D-Day Romeo & Juliet Casts Casting

Balkon Lantai 5

   Jaehee membuka pintu balkon perlahan-lahan, pertama-tama kepalanya terlebih dahulu yang ia munculkan, berjaga-jaga jika di balkon sana bukanlah orang yang ia inginkan untuk ditemui. Bagaimana kalau di balkon justru ada Jongin? Setahu Jae Hee, Joonmyun selalu bersama Jongin kesini, karena Jongin lah yang sering nongkrong disini.

   Tapi, nihil! Tak ada siapa pun.

   Lega karena tak ada Jongin, namun kecewa karena sejujurnya ia sangat sangat butuh dukungan moril atau simpel saja, Jaehee meyakini jika ia bertemu Joonmyun sekarang, ia dapat melakukan audisinya dengan baik. Jaehee meniup-niup poninya dan memandang awan-awan putih yang bergerak di atas langit sana.

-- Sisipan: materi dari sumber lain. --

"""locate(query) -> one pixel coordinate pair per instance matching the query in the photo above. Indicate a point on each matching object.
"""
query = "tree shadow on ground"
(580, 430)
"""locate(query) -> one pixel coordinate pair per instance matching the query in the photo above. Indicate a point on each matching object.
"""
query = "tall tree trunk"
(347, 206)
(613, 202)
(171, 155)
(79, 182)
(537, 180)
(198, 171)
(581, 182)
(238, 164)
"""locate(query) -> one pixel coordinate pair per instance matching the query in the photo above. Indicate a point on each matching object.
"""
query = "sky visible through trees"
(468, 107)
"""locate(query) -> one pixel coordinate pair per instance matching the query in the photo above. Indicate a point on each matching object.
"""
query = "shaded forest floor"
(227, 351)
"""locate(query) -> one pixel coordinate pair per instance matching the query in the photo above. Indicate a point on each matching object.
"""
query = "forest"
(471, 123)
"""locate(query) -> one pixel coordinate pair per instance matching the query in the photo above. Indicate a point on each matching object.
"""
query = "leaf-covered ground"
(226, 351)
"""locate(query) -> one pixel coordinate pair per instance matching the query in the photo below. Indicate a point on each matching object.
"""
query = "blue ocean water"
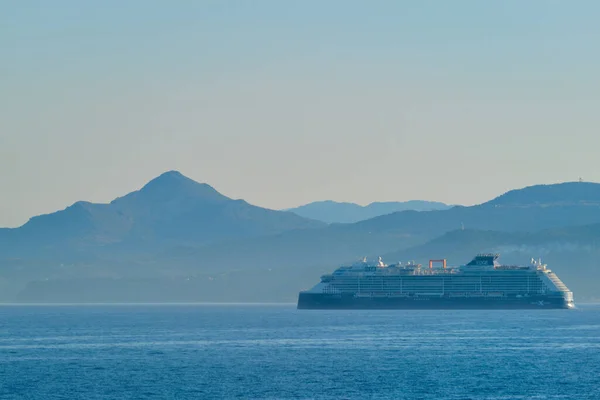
(278, 352)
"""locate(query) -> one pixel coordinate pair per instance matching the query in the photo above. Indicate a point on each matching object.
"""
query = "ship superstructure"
(482, 283)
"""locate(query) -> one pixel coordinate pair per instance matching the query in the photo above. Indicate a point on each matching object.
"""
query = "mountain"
(168, 242)
(338, 212)
(169, 210)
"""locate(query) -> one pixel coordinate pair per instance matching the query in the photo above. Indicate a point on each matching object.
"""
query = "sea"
(273, 351)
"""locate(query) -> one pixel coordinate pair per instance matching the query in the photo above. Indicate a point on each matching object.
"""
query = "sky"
(284, 103)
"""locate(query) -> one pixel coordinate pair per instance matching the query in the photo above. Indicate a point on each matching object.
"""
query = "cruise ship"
(483, 283)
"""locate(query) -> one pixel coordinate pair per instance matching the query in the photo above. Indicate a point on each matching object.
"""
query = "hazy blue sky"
(282, 103)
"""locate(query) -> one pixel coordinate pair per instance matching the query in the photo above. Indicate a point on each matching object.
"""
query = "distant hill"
(568, 193)
(170, 210)
(340, 212)
(177, 240)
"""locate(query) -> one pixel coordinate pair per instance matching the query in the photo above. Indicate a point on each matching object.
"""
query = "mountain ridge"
(330, 211)
(174, 230)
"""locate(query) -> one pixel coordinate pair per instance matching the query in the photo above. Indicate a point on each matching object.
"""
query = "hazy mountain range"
(179, 240)
(341, 212)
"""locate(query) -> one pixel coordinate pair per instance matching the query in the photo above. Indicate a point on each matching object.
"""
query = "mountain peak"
(172, 185)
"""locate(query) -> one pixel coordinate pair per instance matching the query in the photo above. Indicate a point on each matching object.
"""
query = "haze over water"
(278, 352)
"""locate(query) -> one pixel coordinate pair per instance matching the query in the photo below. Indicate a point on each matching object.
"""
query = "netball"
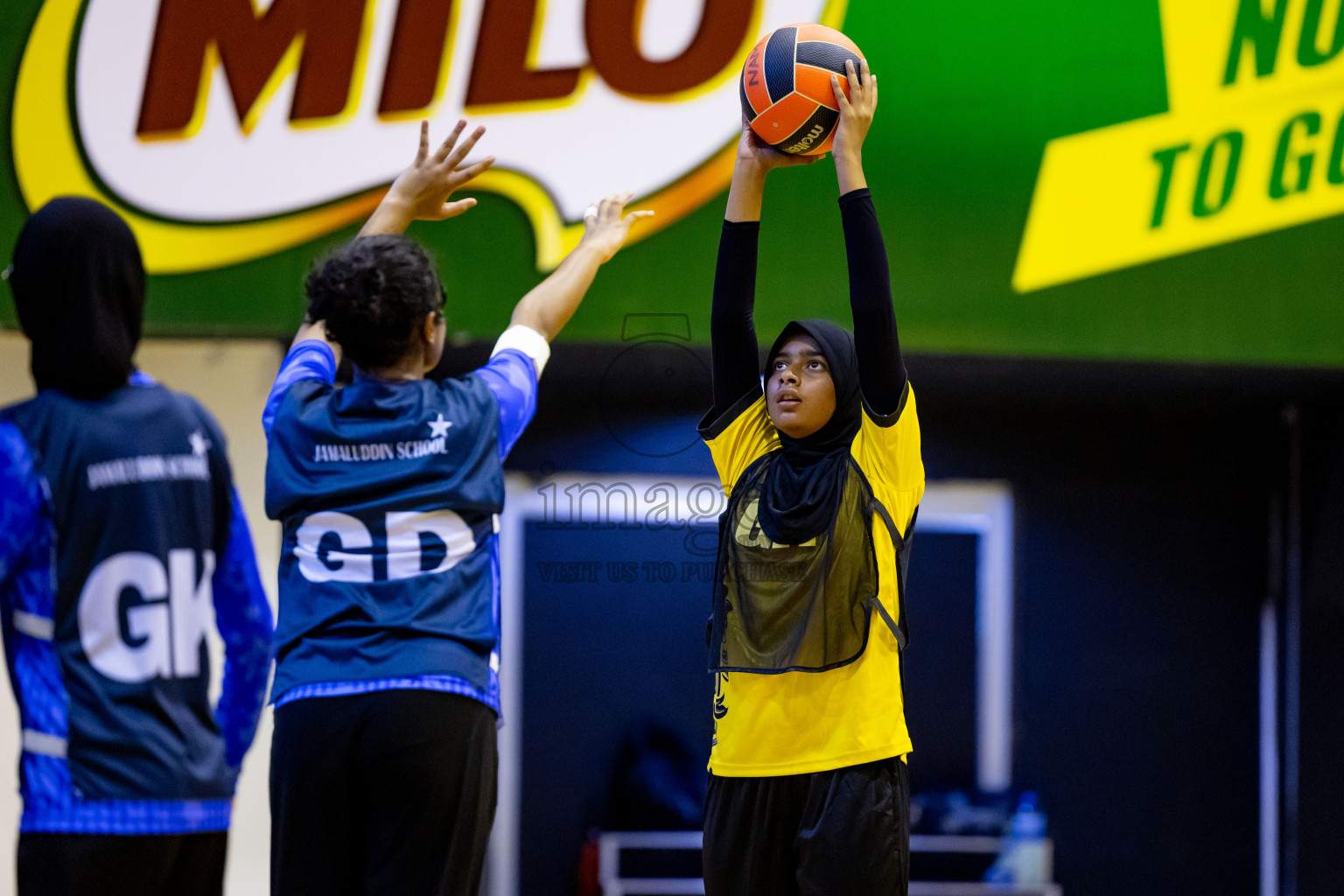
(787, 90)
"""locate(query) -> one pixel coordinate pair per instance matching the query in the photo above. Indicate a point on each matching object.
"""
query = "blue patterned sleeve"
(20, 500)
(243, 617)
(512, 378)
(310, 360)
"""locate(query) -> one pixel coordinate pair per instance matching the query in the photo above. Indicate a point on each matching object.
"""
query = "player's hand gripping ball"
(787, 90)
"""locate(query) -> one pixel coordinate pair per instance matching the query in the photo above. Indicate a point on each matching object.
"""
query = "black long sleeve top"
(735, 356)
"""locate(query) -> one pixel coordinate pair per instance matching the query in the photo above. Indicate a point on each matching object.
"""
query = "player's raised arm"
(421, 192)
(882, 373)
(551, 303)
(732, 329)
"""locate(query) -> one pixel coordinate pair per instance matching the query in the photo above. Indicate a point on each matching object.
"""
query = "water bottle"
(1026, 858)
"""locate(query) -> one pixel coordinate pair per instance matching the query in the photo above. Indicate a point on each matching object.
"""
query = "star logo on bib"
(438, 427)
(200, 444)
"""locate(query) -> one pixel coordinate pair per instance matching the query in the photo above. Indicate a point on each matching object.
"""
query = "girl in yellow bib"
(820, 458)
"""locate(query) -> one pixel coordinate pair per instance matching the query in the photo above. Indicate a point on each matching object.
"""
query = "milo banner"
(1124, 180)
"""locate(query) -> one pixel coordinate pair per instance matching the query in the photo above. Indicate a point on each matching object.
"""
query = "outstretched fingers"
(842, 101)
(446, 147)
(423, 153)
(460, 152)
(454, 208)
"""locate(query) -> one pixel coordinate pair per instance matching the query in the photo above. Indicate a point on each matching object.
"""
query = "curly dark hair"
(374, 293)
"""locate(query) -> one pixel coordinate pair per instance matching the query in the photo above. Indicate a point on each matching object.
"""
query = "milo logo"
(231, 130)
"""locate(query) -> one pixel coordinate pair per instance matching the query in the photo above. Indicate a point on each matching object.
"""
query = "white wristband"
(527, 340)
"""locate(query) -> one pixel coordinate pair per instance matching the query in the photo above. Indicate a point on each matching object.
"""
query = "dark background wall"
(1143, 539)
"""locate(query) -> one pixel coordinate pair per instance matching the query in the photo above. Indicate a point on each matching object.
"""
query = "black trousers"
(382, 794)
(843, 832)
(122, 864)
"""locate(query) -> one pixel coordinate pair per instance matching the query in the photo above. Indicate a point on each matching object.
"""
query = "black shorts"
(388, 793)
(828, 833)
(122, 864)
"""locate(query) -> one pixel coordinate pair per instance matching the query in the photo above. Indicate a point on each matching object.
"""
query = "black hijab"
(80, 290)
(807, 477)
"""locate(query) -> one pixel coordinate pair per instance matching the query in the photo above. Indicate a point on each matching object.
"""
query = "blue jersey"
(388, 494)
(122, 536)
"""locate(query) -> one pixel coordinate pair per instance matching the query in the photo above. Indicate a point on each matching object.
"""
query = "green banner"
(1125, 180)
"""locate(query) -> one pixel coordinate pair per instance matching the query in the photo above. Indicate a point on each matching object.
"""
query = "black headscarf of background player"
(80, 290)
(805, 482)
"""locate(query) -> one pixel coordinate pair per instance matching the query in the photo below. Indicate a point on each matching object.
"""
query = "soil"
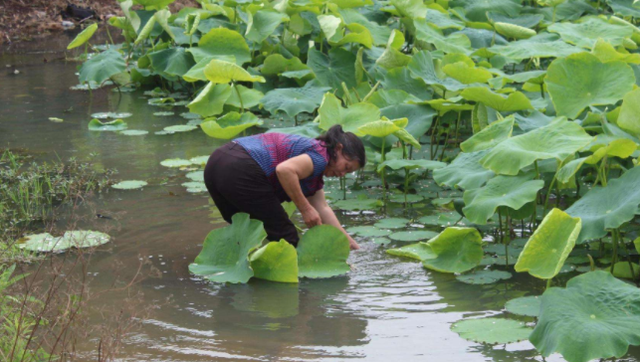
(23, 20)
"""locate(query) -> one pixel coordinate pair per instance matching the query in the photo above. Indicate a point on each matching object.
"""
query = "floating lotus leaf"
(71, 239)
(492, 330)
(333, 69)
(276, 261)
(595, 316)
(457, 250)
(323, 252)
(115, 125)
(582, 80)
(560, 139)
(332, 113)
(511, 191)
(515, 101)
(465, 171)
(392, 223)
(629, 118)
(294, 101)
(83, 36)
(102, 67)
(367, 231)
(484, 277)
(586, 33)
(606, 208)
(414, 235)
(225, 252)
(229, 125)
(129, 184)
(419, 251)
(549, 246)
(490, 136)
(525, 306)
(222, 43)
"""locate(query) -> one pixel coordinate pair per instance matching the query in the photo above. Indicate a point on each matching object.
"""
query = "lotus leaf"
(229, 125)
(210, 100)
(276, 261)
(605, 311)
(490, 136)
(222, 43)
(465, 171)
(415, 235)
(582, 80)
(419, 251)
(130, 184)
(332, 113)
(606, 208)
(323, 253)
(115, 125)
(83, 36)
(492, 330)
(511, 191)
(484, 277)
(225, 252)
(457, 249)
(102, 67)
(560, 139)
(549, 246)
(293, 101)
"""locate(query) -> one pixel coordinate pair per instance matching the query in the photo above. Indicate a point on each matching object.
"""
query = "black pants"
(238, 184)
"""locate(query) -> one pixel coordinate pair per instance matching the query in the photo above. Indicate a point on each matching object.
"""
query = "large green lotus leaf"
(457, 250)
(229, 125)
(102, 67)
(263, 23)
(421, 66)
(511, 191)
(172, 61)
(419, 251)
(454, 43)
(606, 208)
(549, 246)
(582, 80)
(221, 43)
(331, 113)
(490, 136)
(629, 118)
(219, 71)
(210, 100)
(515, 101)
(560, 139)
(333, 69)
(492, 330)
(595, 316)
(276, 261)
(294, 101)
(83, 36)
(225, 252)
(323, 252)
(465, 172)
(586, 33)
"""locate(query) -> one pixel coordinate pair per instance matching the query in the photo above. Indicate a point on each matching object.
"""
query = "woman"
(256, 174)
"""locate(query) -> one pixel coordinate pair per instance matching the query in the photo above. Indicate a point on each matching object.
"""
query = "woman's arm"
(319, 202)
(289, 173)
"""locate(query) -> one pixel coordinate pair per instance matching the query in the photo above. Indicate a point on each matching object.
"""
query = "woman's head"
(345, 149)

   Ia hanya mengingat-ingat sesi-sesi latihannya bersama Joonmyun yang menjadi rutin, dengan mengesampingkan Jongin dan Hana, yang juga sama-sama sibuk dengan projek mereka masing-masing. Mengingat itu semua, Jaehee merasakan hatinya diliputi kebahagiaan, dan jantungnya bergerak-gerak gelisah namun dalam arti yang menyenangkan. Entah sejak kapan, jika mengingat Joonmyun, Jaehee memiliki kebiasaan untuk tersenyum menatap langit. Cheesy, tapi entahlah—seolah-olah langit membantunya untuk mempertegas ingatan-ingatan itu kembali.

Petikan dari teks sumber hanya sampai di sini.